Можно ли вообще сегодня говорить о какой-то особенной поэзии отдельных городов или регионов? Существует ли, например “вологодская поэзия”, как существует “вологодское масло” или “вологодское кружево”? Возможно, внимательный аналитик и обнаружит нечто “вологодское” у вологжан, некий “чувашский акцент” у чебоксарских поэтов, нечто “уральское” у поэтов из Екатеринбурга, ну и что дальше? При нынешней перемешанности всего и вся, общем советском прошлом и т.д. и т.п., основной водораздел проходит не по границе административных делений на города и области, а, так сказать, в сознании. Главное, чувствует ли поэт (где бы он ни находился) разницу между тухлым и свежим, тривиальным и нетривиальным. Я не знаю, почему так вышло: хотя и в Нижнем, и в Харькове, и в других местах есть талантливые люди – но все-таки все смотрят в Москву. И не потому, что существует какая-то особенная московская поэтическая школа, а потому, что по каким-то причинам именно в Москве сейчас что-то происходит, “варится”, “кипит”. У меня такое ощущение, что для большинства немосквичей напечататься в журнале “Воздух”, например, почетно и приятно. И я понимаю их, потому что, несмотря на все критическое, что можно по поводу этого издания сказать, это живое место. Ведь нельзя же все время в мертвой зоне копошиться. Очень важно понимать, что стихи – это не просто передача настроения или способ поделиться какой-то мыслью с читателем, а все-таки что-то еще… Что есть люди с “позитивной программой” выхода из нынешнего художественного кризиса…

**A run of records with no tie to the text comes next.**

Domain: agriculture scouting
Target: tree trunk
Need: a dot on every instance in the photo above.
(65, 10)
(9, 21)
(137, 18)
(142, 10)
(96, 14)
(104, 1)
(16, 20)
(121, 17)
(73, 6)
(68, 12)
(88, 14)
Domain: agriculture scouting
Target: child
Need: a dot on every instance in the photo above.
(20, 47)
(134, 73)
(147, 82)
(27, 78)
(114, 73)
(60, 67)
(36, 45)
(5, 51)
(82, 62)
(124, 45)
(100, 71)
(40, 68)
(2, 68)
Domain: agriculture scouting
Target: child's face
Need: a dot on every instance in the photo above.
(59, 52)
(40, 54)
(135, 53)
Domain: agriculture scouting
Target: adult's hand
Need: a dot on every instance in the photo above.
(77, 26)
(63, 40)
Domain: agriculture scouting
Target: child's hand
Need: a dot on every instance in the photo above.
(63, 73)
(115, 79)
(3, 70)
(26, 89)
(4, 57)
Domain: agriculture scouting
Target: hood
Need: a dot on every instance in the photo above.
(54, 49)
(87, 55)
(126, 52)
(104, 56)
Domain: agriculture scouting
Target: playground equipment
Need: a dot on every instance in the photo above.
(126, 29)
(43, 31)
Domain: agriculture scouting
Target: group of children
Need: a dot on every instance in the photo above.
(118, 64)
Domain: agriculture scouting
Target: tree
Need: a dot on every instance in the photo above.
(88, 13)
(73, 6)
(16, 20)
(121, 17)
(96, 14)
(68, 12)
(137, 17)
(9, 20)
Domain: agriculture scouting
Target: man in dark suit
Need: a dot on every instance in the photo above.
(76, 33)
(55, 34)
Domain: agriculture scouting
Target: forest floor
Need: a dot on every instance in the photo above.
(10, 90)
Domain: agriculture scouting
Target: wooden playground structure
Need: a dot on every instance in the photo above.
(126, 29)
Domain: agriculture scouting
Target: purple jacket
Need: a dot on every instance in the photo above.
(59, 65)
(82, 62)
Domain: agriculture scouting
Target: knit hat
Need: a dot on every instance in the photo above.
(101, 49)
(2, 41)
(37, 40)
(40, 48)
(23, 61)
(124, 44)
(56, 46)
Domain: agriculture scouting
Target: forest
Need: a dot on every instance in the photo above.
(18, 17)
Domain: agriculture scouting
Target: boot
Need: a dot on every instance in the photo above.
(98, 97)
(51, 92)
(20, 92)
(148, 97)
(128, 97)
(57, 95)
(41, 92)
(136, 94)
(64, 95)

Вот, был Державин, потом возникли Жуковский и Пушкин, потом пришли обериуты, потом были Поплавский и Мандельштам. Ну, как сказать? Державин, условно говоря, эта такая огромная гусеница или танк, ползающий по земле, потом Пушкин и Жуковский (забавно, кстати, что фамилия первого русского авиаконструктора тоже Жуковский) – они как бы отрывают стихи от земли, поднимают стихи, и те начинают летать, превращаются в бабочек, планеры, самолетики. А потом приходят обериуты и не только – это и Поплавский, и Мандельштам, и Георгий Иванов, и Ходасевич – и делают уже что-то вроде ракеты. Понятно, что ракета не отменяет самолет, лодку или даже плот. Но не учитывать того, что уже есть ракета, нельзя. Мне кажется, что вся эта сермяжность, кондовость и тухлость, которую мы слышали в день открытия пушкинского праздника, когда выходили люди и читали что-то, что они считают стихами, но что я уже не могу воспринимать как стихи, только как набор зарифмованных банальностей, – вот это действительно провинциально и грустно.
Мне кажется, что нынешний поэт потерял право на невежество – он тут же оказывается где-то сбоку, в духовной провинции, в каком-то несуществующем выморочном пространстве.

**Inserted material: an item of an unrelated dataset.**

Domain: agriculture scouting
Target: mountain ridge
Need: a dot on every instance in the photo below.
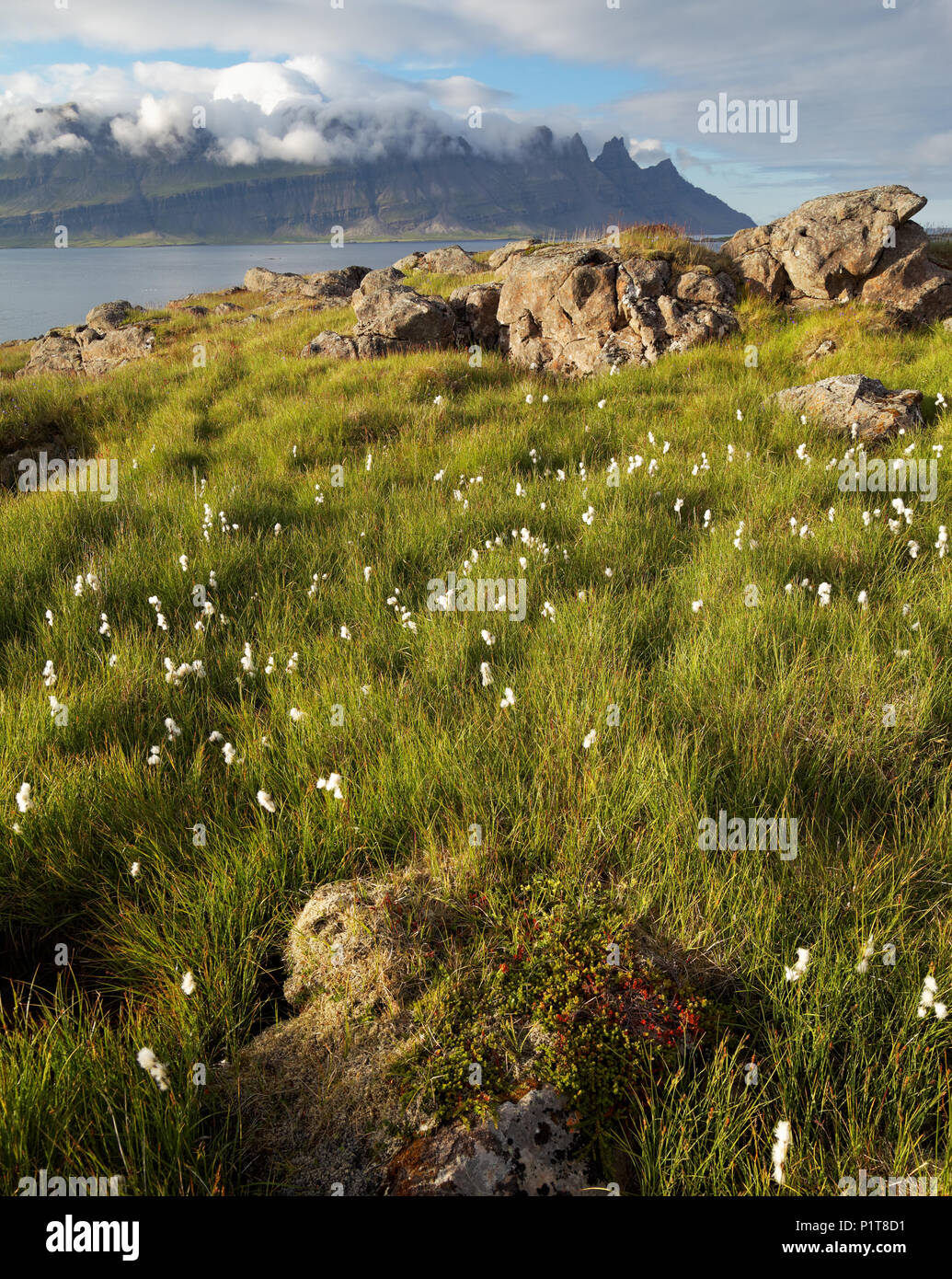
(551, 189)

– А давайте все-таки обратимся к, условно говоря, “позитивной программе”. Какова она может быть в наше время?
– Просто есть люди, понимающие, что поэт может ставить перед собой разные задачи. Вы наверняка знаете, что Кандинский в свое время сказал: любое настоящее произведение искусства, хотим мы этого или нет, состоит из трех компонентов – из личности художника; из того, что условно можно назвать неким вечным в искусстве, дыханием того, что больше нас; и, наконец, времени. Вот три компонента. Но как человек работает со временем, с тем, что называется “современностью”? Это мне кажется очень важным. Учитывает ли он тот воздух, который стоит между ним и словом. Между ним и слушателем, между ним и читателем. Мне кажется, что снег, который шел еще над Пастернаком, был похож на снег, который шел во времена Достоевского, и, может быть, даже Пушкина. Но начиная с 90-х годов ХХ века пошел другой снег.
– Только в России или вообще в мире?
– В первую очередь я говорю о России. В разных местах время течет очень по-разному. Переживание времени в Южной Америке или Китае не совпадает с нашим. Насколько мне известно, представление китайца или даже итальянца, испанца о том, что такое стихотворение, совершенно другое. И у англичан совсем другая картина – там существует определенная литературная среда, есть критики, есть пишущие, нет такого обостренного, иногда почти панического ощущения, что надо что-то менять.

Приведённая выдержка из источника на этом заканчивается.